Significance of dressed molecules in a quasi-two-dimensional polarized Fermi gas

TL;DR

This paper studies how excited axial states and dressed molecules influence the properties and phase stability of a spin-orbit coupled quasi-two-dimensional polarized Fermi gas, with implications for realizing topological superfluids.

Contribution

It introduces an effective two-dimensional model including dressed molecules with axial excitations, revealing their significant impact on phase stability and density profiles.

Findings

Excited axial states become significant near unitarity due to enhanced binding energy.

Dressed molecules alter density distribution and phase structure in traps.

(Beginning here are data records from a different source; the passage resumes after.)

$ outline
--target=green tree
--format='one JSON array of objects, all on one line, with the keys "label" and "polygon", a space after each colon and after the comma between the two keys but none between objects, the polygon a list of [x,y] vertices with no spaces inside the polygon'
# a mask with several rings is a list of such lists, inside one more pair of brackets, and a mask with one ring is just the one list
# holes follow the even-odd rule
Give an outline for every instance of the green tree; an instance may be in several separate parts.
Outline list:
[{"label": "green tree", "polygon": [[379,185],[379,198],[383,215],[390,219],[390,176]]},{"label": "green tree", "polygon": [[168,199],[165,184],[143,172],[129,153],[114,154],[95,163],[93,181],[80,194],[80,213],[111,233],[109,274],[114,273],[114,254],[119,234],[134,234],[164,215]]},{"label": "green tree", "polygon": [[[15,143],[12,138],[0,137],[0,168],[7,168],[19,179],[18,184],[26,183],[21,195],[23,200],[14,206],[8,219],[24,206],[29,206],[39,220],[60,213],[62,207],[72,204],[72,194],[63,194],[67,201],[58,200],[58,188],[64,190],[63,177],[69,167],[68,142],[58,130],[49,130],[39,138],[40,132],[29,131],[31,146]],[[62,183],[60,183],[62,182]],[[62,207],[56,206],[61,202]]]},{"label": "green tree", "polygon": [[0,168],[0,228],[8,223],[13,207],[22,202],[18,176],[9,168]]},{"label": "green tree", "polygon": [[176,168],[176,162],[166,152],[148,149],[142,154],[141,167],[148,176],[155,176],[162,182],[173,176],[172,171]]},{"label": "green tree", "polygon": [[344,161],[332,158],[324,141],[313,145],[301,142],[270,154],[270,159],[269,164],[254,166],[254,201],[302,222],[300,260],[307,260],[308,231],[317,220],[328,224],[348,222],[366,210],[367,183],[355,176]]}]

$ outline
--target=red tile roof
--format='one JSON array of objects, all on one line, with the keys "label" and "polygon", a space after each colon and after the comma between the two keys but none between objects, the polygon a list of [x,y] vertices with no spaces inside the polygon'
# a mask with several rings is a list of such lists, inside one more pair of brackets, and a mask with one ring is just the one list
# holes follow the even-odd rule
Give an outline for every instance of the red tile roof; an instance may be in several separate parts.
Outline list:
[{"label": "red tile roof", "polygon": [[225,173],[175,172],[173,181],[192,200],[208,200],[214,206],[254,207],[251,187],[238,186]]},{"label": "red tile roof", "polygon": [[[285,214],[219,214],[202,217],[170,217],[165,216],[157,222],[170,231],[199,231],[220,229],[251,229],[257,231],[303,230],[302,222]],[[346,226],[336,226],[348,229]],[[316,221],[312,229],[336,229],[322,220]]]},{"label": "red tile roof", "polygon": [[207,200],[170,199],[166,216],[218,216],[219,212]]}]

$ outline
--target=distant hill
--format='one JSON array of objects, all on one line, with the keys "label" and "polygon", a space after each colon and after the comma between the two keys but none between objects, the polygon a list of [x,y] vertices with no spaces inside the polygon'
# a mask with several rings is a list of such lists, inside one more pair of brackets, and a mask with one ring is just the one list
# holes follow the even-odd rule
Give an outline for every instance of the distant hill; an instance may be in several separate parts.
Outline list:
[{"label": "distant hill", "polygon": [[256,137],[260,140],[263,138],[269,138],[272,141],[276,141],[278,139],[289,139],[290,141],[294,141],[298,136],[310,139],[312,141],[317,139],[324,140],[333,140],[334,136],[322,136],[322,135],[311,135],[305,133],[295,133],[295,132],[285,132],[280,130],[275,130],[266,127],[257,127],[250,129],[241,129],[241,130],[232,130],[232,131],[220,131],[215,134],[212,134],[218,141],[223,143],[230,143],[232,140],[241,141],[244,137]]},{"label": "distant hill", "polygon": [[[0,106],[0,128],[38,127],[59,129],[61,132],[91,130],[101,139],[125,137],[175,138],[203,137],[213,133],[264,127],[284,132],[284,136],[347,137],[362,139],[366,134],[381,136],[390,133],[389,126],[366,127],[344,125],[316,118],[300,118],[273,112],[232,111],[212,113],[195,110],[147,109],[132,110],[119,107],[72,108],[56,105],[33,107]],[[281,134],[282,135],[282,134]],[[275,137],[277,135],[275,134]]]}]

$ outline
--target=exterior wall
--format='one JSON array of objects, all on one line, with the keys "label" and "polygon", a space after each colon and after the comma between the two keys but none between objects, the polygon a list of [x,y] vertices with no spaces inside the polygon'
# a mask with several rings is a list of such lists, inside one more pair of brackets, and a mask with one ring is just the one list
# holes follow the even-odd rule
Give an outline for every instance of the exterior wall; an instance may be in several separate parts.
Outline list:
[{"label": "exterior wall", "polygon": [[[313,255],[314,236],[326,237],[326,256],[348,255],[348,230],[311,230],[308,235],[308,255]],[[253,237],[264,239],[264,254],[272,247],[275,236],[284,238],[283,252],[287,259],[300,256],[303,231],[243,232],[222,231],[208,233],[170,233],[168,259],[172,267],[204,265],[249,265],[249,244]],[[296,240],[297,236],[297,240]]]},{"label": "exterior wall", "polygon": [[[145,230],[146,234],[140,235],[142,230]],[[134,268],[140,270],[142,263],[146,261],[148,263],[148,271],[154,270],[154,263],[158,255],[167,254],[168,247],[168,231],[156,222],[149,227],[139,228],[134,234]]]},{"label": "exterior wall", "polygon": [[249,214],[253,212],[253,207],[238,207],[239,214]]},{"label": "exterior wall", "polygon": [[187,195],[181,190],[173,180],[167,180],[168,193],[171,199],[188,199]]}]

Stability region of topological superfluid phase is increased by axial excitations.

Abstract

We investigate the properties of a spin-orbit coupled quasi-two-dimensional Fermi gas with tunable s-wave interaction between the two spin species. By analyzing the two-body bound state, we find that the population of the excited states in the tightly-confined axial direction can be significant when the two-body binding energy becomes comparable or exceeds the axial confinement. Since the Rashba spin-orbit coupling that we study here tends to enhance the two-body binding energy, this effect can become prominent at unitarity or even on the BCS side of the Feshbach resonance. To study the impact of these excited modes along the third dimension, we adopt an effective two-dimensional Hamiltonian in the form of a two-channel model, where the dressed molecules in the closed channel consist of the conventional Feshbach molecules as well as the excited states occupation in the axial direction. With properly renormalized interactions between atoms and dressed molecules, we find that both the density distribution and the phase structure in the trap can be significantly modified near a wide Feshbach resonance. In particular, the stability region of the topological superfluid phase is increased. Our findings are helpful for the experimental search for the topological superfluid phase in ultra-cold Fermi gases, and have interesting implications for quasi-low-dimensional polarized Fermi gases in general.